Luke Holland dreamed of a fast-paced career on Wall Street. Instead, he landed a fast-paced career on Capitol Hill.
The Great Recession hit as Holland neared graduation with a finance degree from the Sam M. Walton College of Business. He decided it wasn’t a good time to find work on Wall Street.
Fortunately, he had another dream, too.
“I was always interested in politics,” says Holland, who’s from Bartlesville, Oklahoma. “I decided I might as well knock on a few doors in Washington and see if anything would come of it.”
Holland got an answer from U.S. Sen. James M. Inhofe, who represents his home state. Inhofe gave him his first opportunity.
Working in the mailroom.
“I said, ‘Hey, let’s give a shot and see what happens,’” Holland recalls. “Up here, you really have to start at the bottom and put in your time and be willing to do any job.”
Holland’s mailroom job included reading all of the mail that came through Inhofe’s office, much of it letters from constituents, which he assigned to different staff members. He was also Inhofe’s “body man,” political slang for personal assistant. As body man, Holland drove the senator to events and kept him on schedule.
Inhofe, impressed with Holland’s dedication and knowledge, gave him more responsibilities. In less than eight years, Holland went from opening mail to serving as Inhofe’s chief of staff – in an office where he can view the Capitol’s dome from his window. Holland credits his ability to understand and work on policy issues to his Walton education.

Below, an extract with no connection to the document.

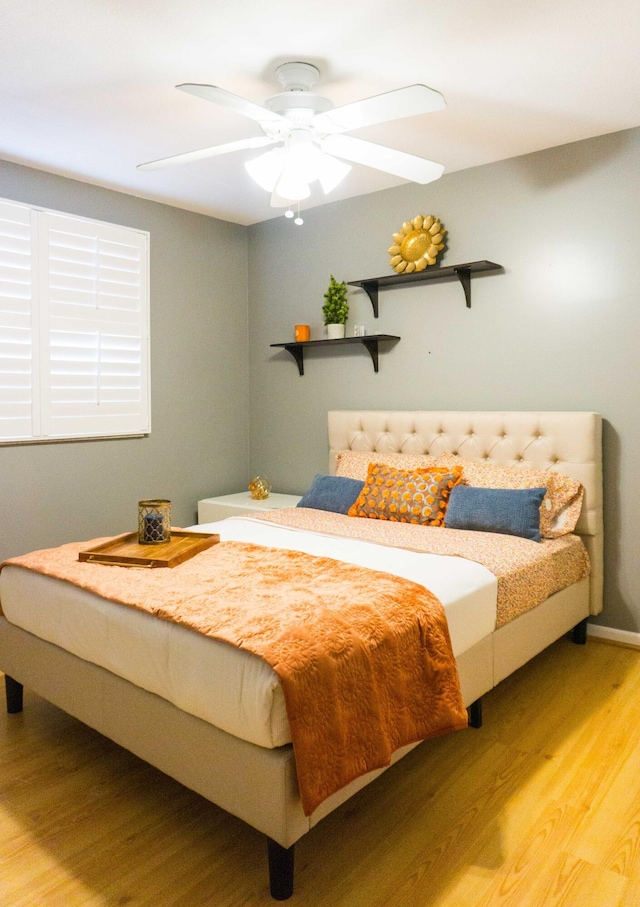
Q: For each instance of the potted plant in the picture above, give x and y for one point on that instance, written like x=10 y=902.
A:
x=335 y=308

“Up here, a lot of students who want to be involved in public policy study political science, which is not bad,” he says. “But, in the business school, you learn about how the economy works.”
That knowledge came from marketing Associate Professor Molly Rapert’s honors colloquium and finance Associate Professor Craig Rennie’s portfolio management classes, Holland says. And economics professors Robert Stapp and Charles Britton made economics fun, he says.
Holland says when he arrived in Washington, he was surprised to learn that many people didn’t understand tax policy and how it affects the private sector. When he served as Inhofe’s legislative assistant, he found he could comfortably address economic issues that came across his desk. Holland managed a portfolio for Inhofe that included aviation, energy and environmental policy. It’s like a small business, he says.
“It’s all hands on deck all of the time,” he says. “As you work with people, there are a lot of opportunities to sink or swim here.”
Congress is in session four out of every five weeks on average, keeping Holland on his toes. Holland says his boss spends Senate recesses in Oklahoma while the office’s staff, including Holland, prepares for the next session. A typical day often involves dozens of meetings intermixed with votes on the Senate floor. Holland’s job is to lead the senator’s staff to advance his agenda on bills in which he has a vested interest. It can get a little crazy, he says. “I have been seen sprinting down the hallway before,” he says.
Holland coordinates with industry representatives, staff from various offices across the political spectrum, congressional leadership offices, the White House and executive branch agencies to make sure Inhofe’s priorities are advanced. That, he says, can be time-consuming.
“Having that foundation in business, and just understanding that what we do here in Washington has a real impact on not just the people that we represent but also the companies that employ the people that we represent,” he says. “Having that foundation of knowledge and education has been invaluable to me. I speak the language of business because that’s what I learned at the University of Arkansas.”